Öğretmenliğe ilk olarak Çaldıran İlçesi'ndeki bir köyde başladığını, ilk yıllar büyük sıkıntılar yaşadığını anlatan Laleci, "Babam o dönemler hayvanlarla ilgileniyordu, veterinerlik yapıyordu. Ben de bir at almıştım. Birçok köye o atla gidip geliyordum.  O zamanlar Çaldıran'da 82 köy vardı. Merkez ile birlikte toplamda sadece altı okul vardı. Bizim okulda hiç kız öğrenci yoktu. Atıma biniyordum, köy köy, ev ev dolaşıp velileri ikna edip, kızların okul okumasına vesile oluyordum. Bir yıl orada görev yaptım. En çok kız çocuğunu okullaştıran öğretmen olarak takdir belgesi aldım. Ne ise uzatmayalım. Tatil oldu Van'a geldim. Çaldıran uzak olduğu için Van'da görev yapmak için görüşmeler yaptım. Van'da Şamranaltı'nda göreve başladım. Sonraki süreçte Kaleardı Okulu'nda başöğretmenlik yaptım. Bakın o süreçte belki iki saat gidiş-dönüş yürüyerek, karda, çamurda gidip geliyorduk ama hiçbir zaman derse geç kalmadık. Şimdiki nesil, her türlü kolaylığa rağmen, maalesef bazıları okulda derse yetişemiyor. Üç yıl sonra babamın veterinerlik deposu kapanınca, babam İkinisan Okulu'nda müstahdem olarak çalışmaya başladı. Beni de aynı okula verdiler. Aynı okulda olmamın bazı sakıncalarını anlattığım dönemin Milli Eğitim Müdürü bu kez beni Atatürk İlkokulu'na verdi. Böylece ben okula başladığım Atatürk İlkokulu'nda bu kez öğretmenlik yapmaya başladım" dedi.

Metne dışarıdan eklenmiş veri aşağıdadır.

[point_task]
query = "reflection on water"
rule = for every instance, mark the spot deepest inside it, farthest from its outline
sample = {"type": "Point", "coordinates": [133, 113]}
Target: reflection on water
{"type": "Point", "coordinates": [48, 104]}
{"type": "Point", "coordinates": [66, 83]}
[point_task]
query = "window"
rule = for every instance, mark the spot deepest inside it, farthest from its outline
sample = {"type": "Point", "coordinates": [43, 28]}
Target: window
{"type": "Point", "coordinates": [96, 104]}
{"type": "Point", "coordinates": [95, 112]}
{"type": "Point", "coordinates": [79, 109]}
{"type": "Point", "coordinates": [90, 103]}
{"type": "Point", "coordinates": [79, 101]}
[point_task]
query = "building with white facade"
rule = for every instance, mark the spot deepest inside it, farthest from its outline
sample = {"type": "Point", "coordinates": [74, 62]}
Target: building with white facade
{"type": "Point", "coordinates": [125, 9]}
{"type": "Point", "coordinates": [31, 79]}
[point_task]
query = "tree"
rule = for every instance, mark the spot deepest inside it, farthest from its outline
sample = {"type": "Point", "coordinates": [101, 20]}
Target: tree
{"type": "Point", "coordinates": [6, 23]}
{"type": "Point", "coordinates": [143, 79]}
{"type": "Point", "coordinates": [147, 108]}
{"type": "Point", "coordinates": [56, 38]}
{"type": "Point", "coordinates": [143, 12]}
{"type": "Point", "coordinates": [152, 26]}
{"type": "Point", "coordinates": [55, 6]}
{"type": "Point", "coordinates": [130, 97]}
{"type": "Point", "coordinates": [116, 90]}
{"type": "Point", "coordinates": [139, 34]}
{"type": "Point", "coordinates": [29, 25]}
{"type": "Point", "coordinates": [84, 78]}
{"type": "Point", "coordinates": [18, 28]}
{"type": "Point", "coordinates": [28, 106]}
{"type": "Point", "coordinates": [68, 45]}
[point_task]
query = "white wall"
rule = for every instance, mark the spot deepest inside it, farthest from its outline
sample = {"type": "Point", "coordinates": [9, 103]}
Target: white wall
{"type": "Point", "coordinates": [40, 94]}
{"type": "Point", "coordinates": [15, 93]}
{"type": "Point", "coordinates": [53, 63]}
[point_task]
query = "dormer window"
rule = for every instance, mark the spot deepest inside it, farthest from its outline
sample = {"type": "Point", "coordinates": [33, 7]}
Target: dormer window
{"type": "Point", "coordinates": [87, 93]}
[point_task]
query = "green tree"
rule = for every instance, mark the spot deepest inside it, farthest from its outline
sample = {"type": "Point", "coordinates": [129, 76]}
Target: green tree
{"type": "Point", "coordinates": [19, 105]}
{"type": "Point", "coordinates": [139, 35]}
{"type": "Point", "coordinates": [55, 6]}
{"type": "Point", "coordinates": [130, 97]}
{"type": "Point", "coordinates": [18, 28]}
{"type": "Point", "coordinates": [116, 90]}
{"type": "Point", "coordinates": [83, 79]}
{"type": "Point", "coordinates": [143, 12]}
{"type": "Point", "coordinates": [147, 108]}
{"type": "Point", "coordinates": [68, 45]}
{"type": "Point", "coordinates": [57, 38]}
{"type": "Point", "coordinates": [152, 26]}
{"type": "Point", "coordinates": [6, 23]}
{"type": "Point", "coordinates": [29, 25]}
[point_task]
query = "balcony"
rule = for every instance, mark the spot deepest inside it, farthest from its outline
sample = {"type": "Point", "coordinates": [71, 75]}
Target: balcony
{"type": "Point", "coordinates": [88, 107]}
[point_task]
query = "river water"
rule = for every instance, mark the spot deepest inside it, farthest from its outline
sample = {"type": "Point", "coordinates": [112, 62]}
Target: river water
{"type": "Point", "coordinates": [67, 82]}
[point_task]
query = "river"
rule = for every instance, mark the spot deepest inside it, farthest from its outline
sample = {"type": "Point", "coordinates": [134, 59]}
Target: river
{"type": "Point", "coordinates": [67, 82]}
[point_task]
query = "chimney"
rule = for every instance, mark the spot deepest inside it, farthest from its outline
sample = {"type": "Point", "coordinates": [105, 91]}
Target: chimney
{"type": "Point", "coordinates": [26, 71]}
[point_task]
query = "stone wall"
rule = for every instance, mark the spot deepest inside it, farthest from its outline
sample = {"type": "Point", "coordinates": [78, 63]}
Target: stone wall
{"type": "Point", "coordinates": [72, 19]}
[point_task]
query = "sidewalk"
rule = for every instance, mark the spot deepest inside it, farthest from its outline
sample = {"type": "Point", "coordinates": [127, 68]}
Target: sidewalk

"10 YIL BOYUNCA BİRİNCİ SINIFLARIN ÖĞRETMENLİĞİNİ YAPTIM"

İlkokul birinci sınıf öğretmeni olmanın zorluklarını anlatan Laleci, "Bakın okula başlayan bir öğrenciye alfabeyi öğretmek, ilk dersleri vermek sabır ister. Çok meşakkatli bir iştir. Ama ben tam 10 yıl boyunca birinci sınıf öğretmenliği yaptım. Yeri geldi çok zorlandık, ama bıkmadan eğitim ve öğretim vermeye devam ettik. O süreçte zaten dönemin yetkilileri de hep bizleri takdir ettiler" dedi.

Sonraki süreçte bir yıl da imam-hatip okulunda öğretmenlik yaptığını, 1975 yılında ise Eğitim Enstitüsü Müdürlüğü görevini yaptığını söyleyen Laleci, "Tabi o süreçte birçok kişinin bizleri tercih etmesi ve gerekli görüşmeleri yaptıktan sonra bu göreve atandım. Allah'a şükür sıkıntılı yıllarda bu görevimizi layıkıyla yaptık. Dönemin bazı siyasetçileri bizleri bakanlıklara şikâyet ettiğinde, bakan beyin bizlerle ilgili verdiği övgü dolu sözler, bunun nişanesidir" şeklinde konuştu.

1980 darbesinde Kenan Evren'in birçok şehirde belli bir zaman diliminde görev yapanların emekliye ayrılmasını istediği için emekli olmak zorunda kaldığını anlatan Laleci, "Emekli olduktan sonra çeşitli görevler aldık. Tayyar Dabbağoğlu ile birlikte kurduğumuz 'Üniversiteyi Yaşatma Derneği'nde görev yaptık. Mevcut üniversitenin kurulmasında çok büyük katkımız oldu. Bunu, birçok kişi biliyor. Yine Çocuk Esirgeme Kurumu yönetiminde bulunduk. Yavrularımızın geleceği için çabaladık. Milliyetçi Öğretmenler Birliği'ni kurduk" dedi.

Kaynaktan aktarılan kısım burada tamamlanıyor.